By Mark Landler and Helene Cooper
John R. Bolton found himself last weekend in a familiar but dangerous spot for any White House aide: cleaning up after his boss, President Donald Trump, announced the withdrawal of 2,000 troops from Syria — a decision that rattled allies and threw America’s Middle East policy into turmoil.
But Bolton is at least partly responsible for the conditions that led to Trump’s sudden move.
As the president’s national security adviser, Bolton has largely eliminated the internal policy debates that could have fleshed out the troop decision with timetables, conditions and a counterterrorism strategy for after the troops leave. Under Bolton’s management, senior administration officials said, the National Security Council staff had “zero” role in brokering a debate over America’s future in Syria.
Bolton, officials said, was surprised by the timing of Trump’s announcement, which contradicted his own pledge in September to keep U.S. troops in Syria. Faced with the president’s abrupt declaration, which drew howls of protest from Congress and concerned phone calls from allies like Prime Minister Benjamin Netanyahu of Israel, Bolton felt compelled to talk his boss into slowing down the process, these officials said.

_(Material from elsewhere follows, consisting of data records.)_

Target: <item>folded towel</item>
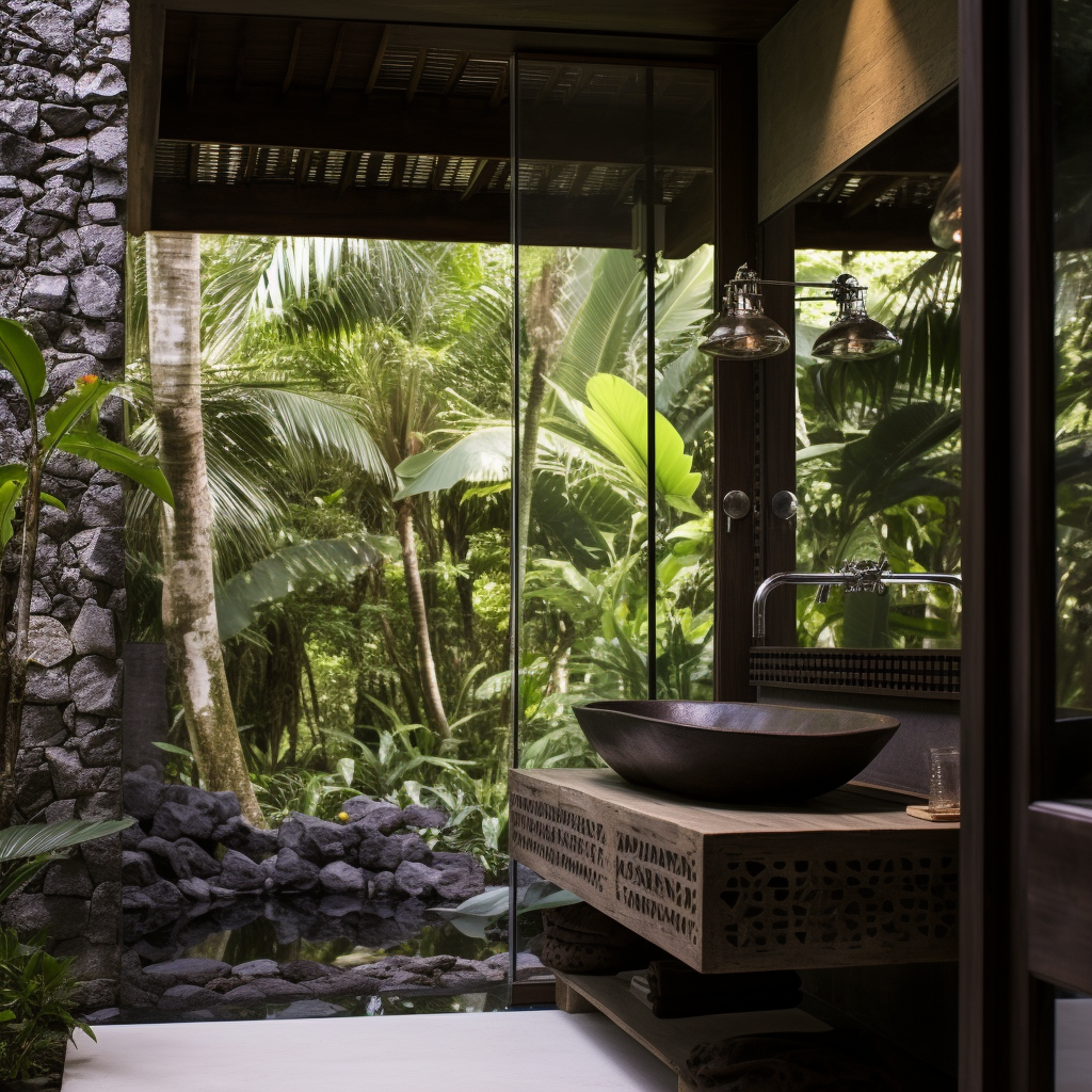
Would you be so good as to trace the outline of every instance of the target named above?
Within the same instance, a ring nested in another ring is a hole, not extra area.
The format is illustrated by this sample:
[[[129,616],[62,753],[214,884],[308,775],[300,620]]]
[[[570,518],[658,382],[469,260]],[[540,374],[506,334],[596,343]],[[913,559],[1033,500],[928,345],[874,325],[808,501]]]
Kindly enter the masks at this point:
[[[569,974],[617,974],[663,954],[631,929],[586,903],[543,911],[542,961]]]
[[[708,1092],[902,1092],[867,1035],[737,1035],[701,1043],[686,1064]]]
[[[649,1000],[653,1013],[667,1020],[792,1009],[800,1004],[800,976],[795,971],[699,974],[678,960],[654,960],[649,964]]]

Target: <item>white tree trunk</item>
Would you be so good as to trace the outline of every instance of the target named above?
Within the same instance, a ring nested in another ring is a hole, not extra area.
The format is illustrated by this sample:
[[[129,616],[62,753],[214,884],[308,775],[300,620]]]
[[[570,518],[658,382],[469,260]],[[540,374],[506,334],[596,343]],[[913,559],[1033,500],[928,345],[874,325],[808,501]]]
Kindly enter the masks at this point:
[[[175,495],[163,507],[163,630],[182,692],[198,770],[265,826],[247,773],[224,672],[212,563],[212,496],[201,422],[201,262],[195,235],[149,233],[147,313],[159,464]]]

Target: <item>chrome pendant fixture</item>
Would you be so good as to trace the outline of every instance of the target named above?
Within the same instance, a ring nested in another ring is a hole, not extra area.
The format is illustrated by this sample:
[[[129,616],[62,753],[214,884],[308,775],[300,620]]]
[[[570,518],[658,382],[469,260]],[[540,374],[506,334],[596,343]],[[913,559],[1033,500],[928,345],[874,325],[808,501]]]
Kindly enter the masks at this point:
[[[902,345],[882,322],[868,317],[866,290],[848,273],[838,277],[831,292],[838,300],[838,318],[815,340],[812,356],[820,360],[875,360]]]
[[[727,360],[762,360],[788,348],[788,334],[762,310],[762,286],[746,265],[724,289],[724,308],[698,346]]]
[[[762,310],[762,285],[794,288],[823,288],[838,304],[838,316],[811,347],[821,360],[873,360],[895,352],[902,341],[882,322],[868,317],[867,289],[856,277],[843,273],[830,283],[822,281],[765,281],[740,265],[724,292],[724,307],[699,351],[728,360],[764,360],[788,348],[784,329]],[[815,298],[815,297],[804,297]],[[821,297],[820,297],[821,298]]]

Then Bolton had to cobble together a withdrawal strategy that would normally have taken shape over weeks or months and laid the groundwork for Trump’s decision — not hastily followed it.

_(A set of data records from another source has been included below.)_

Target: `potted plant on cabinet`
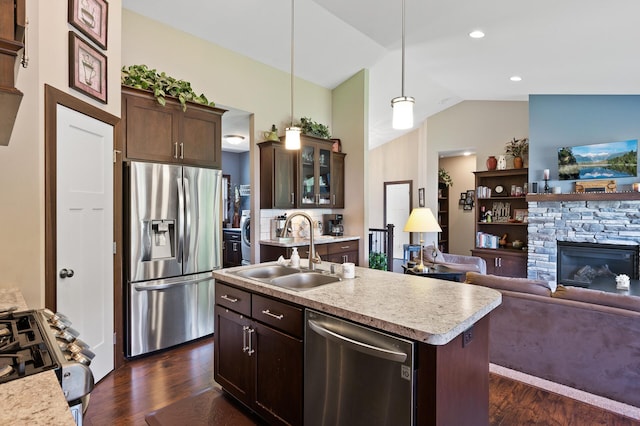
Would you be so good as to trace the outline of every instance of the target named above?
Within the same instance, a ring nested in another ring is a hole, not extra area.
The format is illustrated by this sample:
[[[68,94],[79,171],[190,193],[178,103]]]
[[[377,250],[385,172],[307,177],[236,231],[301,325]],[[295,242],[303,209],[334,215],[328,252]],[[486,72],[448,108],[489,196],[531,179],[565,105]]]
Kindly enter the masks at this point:
[[[197,95],[188,81],[178,80],[166,75],[164,72],[158,73],[155,69],[149,69],[146,65],[122,67],[120,82],[123,86],[153,92],[156,100],[162,106],[166,104],[165,96],[177,98],[182,105],[183,111],[187,109],[187,101],[215,106],[215,103],[209,101],[204,94]]]
[[[523,157],[529,152],[529,138],[513,138],[505,145],[505,152],[513,157],[513,167],[521,169],[524,163]]]

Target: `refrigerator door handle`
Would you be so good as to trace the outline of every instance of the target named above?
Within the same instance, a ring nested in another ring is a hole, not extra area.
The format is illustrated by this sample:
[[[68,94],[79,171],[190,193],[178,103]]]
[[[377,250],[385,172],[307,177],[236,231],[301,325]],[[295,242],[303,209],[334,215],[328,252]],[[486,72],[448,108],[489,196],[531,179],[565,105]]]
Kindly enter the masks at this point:
[[[178,255],[176,256],[178,263],[182,263],[182,253],[184,252],[184,233],[182,226],[184,224],[184,188],[182,187],[182,179],[178,179]]]
[[[188,277],[187,279],[169,279],[169,280],[154,280],[146,283],[134,283],[133,288],[136,291],[157,291],[166,290],[172,287],[179,287],[182,285],[198,284],[203,281],[211,281],[213,277],[209,274],[200,277]]]
[[[191,183],[189,179],[185,176],[184,180],[184,211],[186,216],[186,223],[184,226],[184,251],[185,251],[185,264],[187,264],[187,259],[191,256],[189,253],[189,249],[191,248],[191,212],[194,209],[194,206],[191,205]]]

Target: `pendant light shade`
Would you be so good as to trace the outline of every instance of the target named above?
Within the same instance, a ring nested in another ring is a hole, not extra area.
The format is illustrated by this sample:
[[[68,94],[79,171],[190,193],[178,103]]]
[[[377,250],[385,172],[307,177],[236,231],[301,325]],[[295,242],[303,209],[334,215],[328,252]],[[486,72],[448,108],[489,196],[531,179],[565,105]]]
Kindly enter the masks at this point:
[[[402,96],[391,99],[393,119],[391,125],[394,129],[410,129],[413,127],[413,105],[416,100],[404,95],[404,2],[402,0]]]
[[[291,126],[285,129],[285,149],[300,149],[300,133],[302,129],[293,125],[293,34],[294,34],[294,0],[291,0]]]
[[[413,127],[413,104],[416,100],[411,96],[398,96],[391,99],[393,108],[392,126],[394,129],[410,129]]]
[[[300,127],[287,127],[285,132],[285,149],[300,149]]]

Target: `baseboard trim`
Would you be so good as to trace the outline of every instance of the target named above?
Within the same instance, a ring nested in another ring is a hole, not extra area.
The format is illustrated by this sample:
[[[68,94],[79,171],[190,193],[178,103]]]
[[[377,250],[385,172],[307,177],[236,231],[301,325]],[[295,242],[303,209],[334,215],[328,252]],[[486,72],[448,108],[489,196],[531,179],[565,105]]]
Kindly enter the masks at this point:
[[[612,399],[604,398],[602,396],[594,395],[589,392],[574,389],[569,386],[561,385],[559,383],[551,382],[549,380],[541,379],[539,377],[531,376],[520,371],[512,370],[510,368],[502,367],[497,364],[489,363],[489,371],[499,376],[508,377],[519,382],[527,383],[531,386],[544,389],[549,392],[554,392],[567,398],[572,398],[577,401],[590,404],[604,410],[612,411],[623,416],[630,417],[635,420],[640,420],[640,407],[634,407],[633,405],[625,404],[622,402],[614,401]]]

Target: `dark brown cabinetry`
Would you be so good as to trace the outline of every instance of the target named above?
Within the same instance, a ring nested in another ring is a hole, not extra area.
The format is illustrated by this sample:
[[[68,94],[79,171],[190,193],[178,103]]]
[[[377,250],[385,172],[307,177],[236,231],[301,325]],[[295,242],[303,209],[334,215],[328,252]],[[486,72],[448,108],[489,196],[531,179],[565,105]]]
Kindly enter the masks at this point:
[[[269,424],[302,424],[302,308],[216,282],[214,379]]]
[[[318,253],[320,258],[333,263],[352,262],[358,266],[359,250],[360,242],[358,240],[316,244],[316,253]],[[262,262],[278,260],[280,256],[289,259],[292,252],[292,247],[280,247],[268,244],[260,245],[260,259]],[[301,259],[308,259],[309,246],[298,246],[298,254]]]
[[[0,1],[0,145],[9,145],[22,102],[23,94],[15,87],[15,78],[25,28],[26,1]]]
[[[260,207],[344,208],[345,154],[326,139],[301,136],[301,148],[261,142]]]
[[[482,171],[475,175],[476,243],[471,253],[487,262],[488,274],[526,277],[528,169]],[[523,247],[514,248],[514,241],[522,242]]]
[[[158,104],[151,93],[122,87],[125,158],[220,168],[222,114],[219,108]]]
[[[222,232],[222,264],[225,268],[242,265],[242,241],[240,231]]]
[[[449,253],[449,187],[444,182],[438,183],[438,223],[442,229],[438,233],[438,248]]]
[[[262,142],[260,147],[260,207],[296,207],[295,156],[282,142]]]

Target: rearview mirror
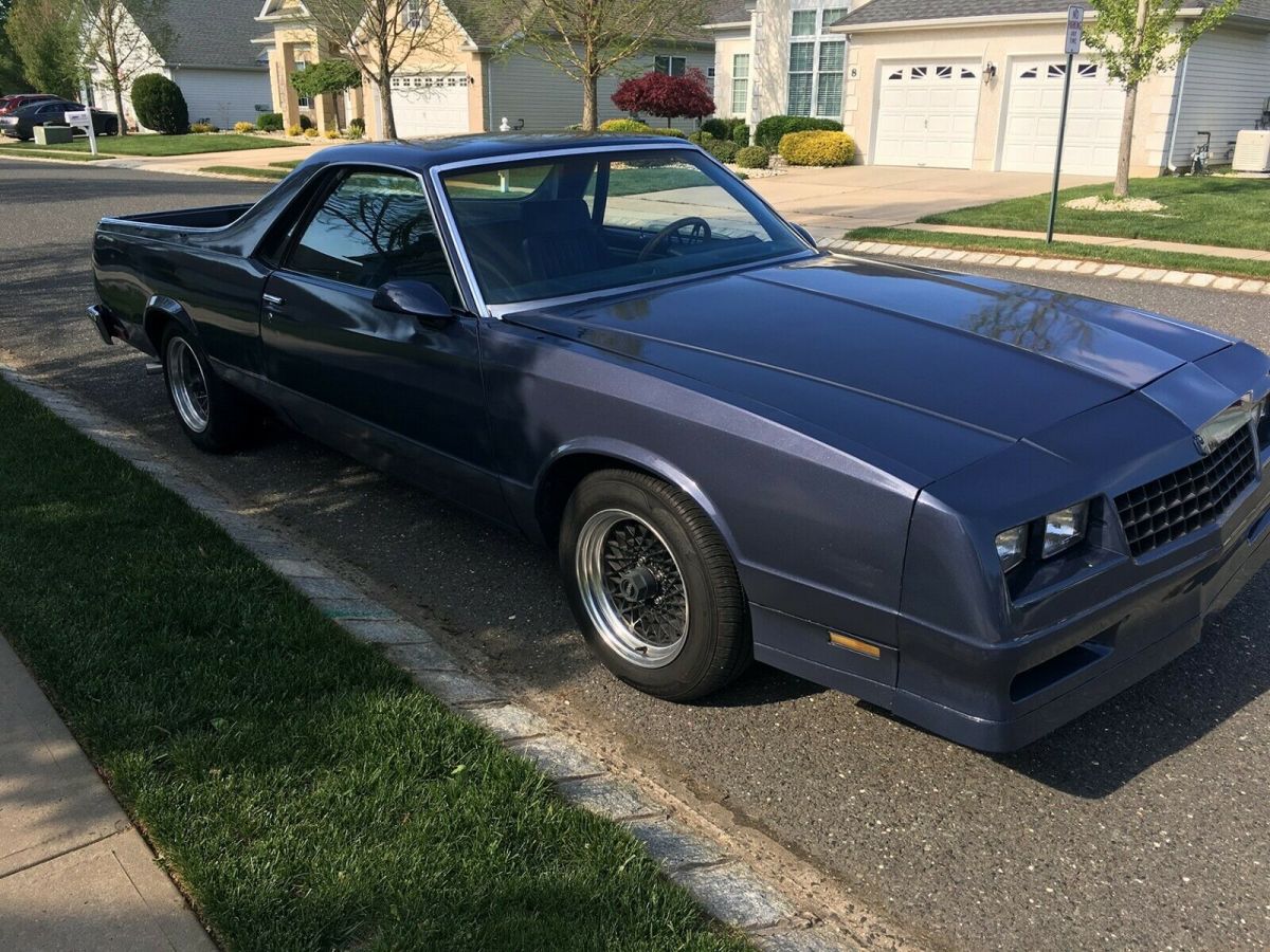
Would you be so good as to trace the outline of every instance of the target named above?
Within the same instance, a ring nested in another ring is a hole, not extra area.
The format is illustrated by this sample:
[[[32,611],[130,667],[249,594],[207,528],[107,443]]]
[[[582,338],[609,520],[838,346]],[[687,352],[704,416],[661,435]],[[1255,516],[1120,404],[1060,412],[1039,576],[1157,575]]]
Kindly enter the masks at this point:
[[[378,287],[371,303],[381,311],[408,314],[411,317],[450,320],[455,315],[441,292],[425,281],[390,281]]]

After Bolton presented the details in Israel on Sunday, Trump pushed back on reports that he and his adviser were out of sync. “We will be leaving at a proper pace while at the same time continuing to fight ISIS and doing all else that is prudent and necessary!” he said in a tweet Monday, firing at a report in The New York Times rather than at Bolton.
If Trump did not repudiate his adviser, the daylight between their words captured the tricky path that Bolton, 70, a former official in the George W. Bush administration who long occupied the hawkish fringe of the Republican Party, has walked since entering the White House in April. Bolton himself famously battled with the bureaucracy in Bush’s State Department. But the discordant messages laid bare a national security process that, officials say, has shrunk to little more than the instincts of an impulsive president.

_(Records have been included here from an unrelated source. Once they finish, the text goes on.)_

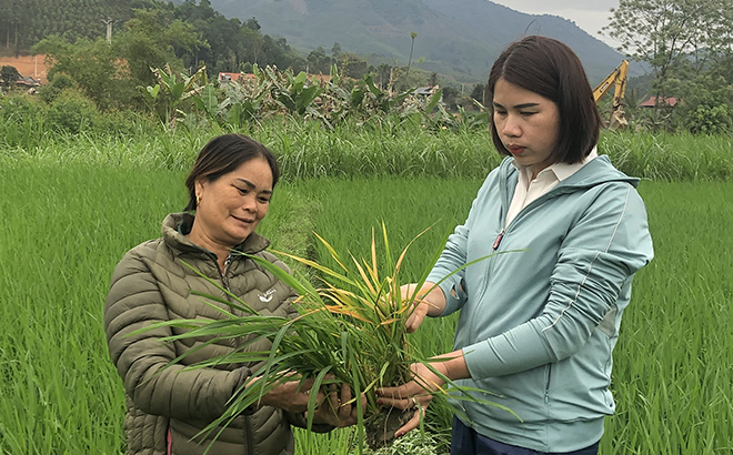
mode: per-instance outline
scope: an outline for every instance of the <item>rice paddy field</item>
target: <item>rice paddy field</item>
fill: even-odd
[[[365,255],[382,222],[395,249],[432,226],[408,256],[414,276],[499,162],[483,133],[249,133],[283,166],[261,226],[273,247],[323,256],[315,231]],[[0,141],[1,454],[124,453],[102,326],[109,277],[182,209],[185,171],[211,135]],[[600,153],[644,178],[656,253],[624,313],[601,454],[733,453],[731,139],[606,134]],[[414,342],[443,352],[453,324],[431,320]],[[349,429],[301,436],[308,455],[345,455],[352,441]]]

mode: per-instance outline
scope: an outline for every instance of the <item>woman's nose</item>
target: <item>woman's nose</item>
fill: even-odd
[[[502,133],[505,135],[516,138],[522,134],[522,129],[519,125],[519,121],[514,115],[508,115],[506,121],[504,122],[504,128],[502,128]]]

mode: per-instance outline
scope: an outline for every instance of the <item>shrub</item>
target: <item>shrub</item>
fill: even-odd
[[[78,134],[90,130],[99,118],[94,103],[77,90],[63,90],[49,108],[47,122],[58,132]]]
[[[687,117],[687,129],[693,134],[724,134],[731,131],[733,119],[727,104],[699,105]]]

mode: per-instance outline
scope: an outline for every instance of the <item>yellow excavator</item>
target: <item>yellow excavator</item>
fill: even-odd
[[[622,60],[621,64],[593,90],[593,98],[598,103],[601,98],[611,90],[611,87],[614,87],[613,110],[611,111],[611,121],[609,122],[609,128],[611,129],[623,128],[629,124],[629,122],[626,122],[625,113],[623,112],[623,97],[626,91],[627,72],[629,61]]]

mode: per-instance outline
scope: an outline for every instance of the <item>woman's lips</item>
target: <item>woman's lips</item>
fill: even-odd
[[[254,220],[245,220],[245,219],[242,219],[242,218],[239,218],[239,216],[234,216],[234,215],[232,215],[232,218],[233,218],[234,220],[239,221],[239,222],[247,223],[247,224],[250,224],[250,223],[254,222]]]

There is not much Bolton can do to temper his boss. Trump’s erratic style and habit of undermining his advisers has already driven out the secretaries of state and defense, as well as Bolton’s predecessor, H.R. McMaster. McMaster held many more meetings than Bolton and was still routinely blindsided by Trump’s tweets.
Bolton Walked Back an Unpopular Statement on Syria His Disdain for Debate Helped Produce
“Bolton is trying to salvage the situation, but he’s unable to do so, because everyone in the region will question whether he is speaking for himself or for the president,” said Martin S. Indyk, a former U.S. ambassador to Israel now at the Council on Foreign Relations.
Bolton, officials said, has put his energy into keeping the ear of the president. His strategy has worked on some issues, like withdrawing from the Iran nuclear deal, but less so on others, like maintaining a presence in Syria to counter Iranian influence — something Bolton vowed to do only weeks before the president decided to pull out.
Bolton was not the only official to urge Trump to slow down on Syria. Secretary of State Mike Pompeo made the same argument, as did Sen. Lindsey Graham, R-S.C., over lunch with the president and military commanders who met with Trump during his holiday visit to the troops in Iraq. Netanyahu called Trump to pass along the view that it is in Israel’s interest for the United States to maintain a presence in the region, according to an Israeli official.
Trump’s aides “have created on the back end the process that you would normally have on the front end,” said Derek H. Chollet, a Pentagon official under President Barack Obama.
“In normal times,” Chollet said, “you would have a discussion on a proposed decision that would lead to the decision, and you would discuss how to implement one. But now, the process is such that once you get policy guidance from the president in the form of a tweet, you reverse-engineer a process.”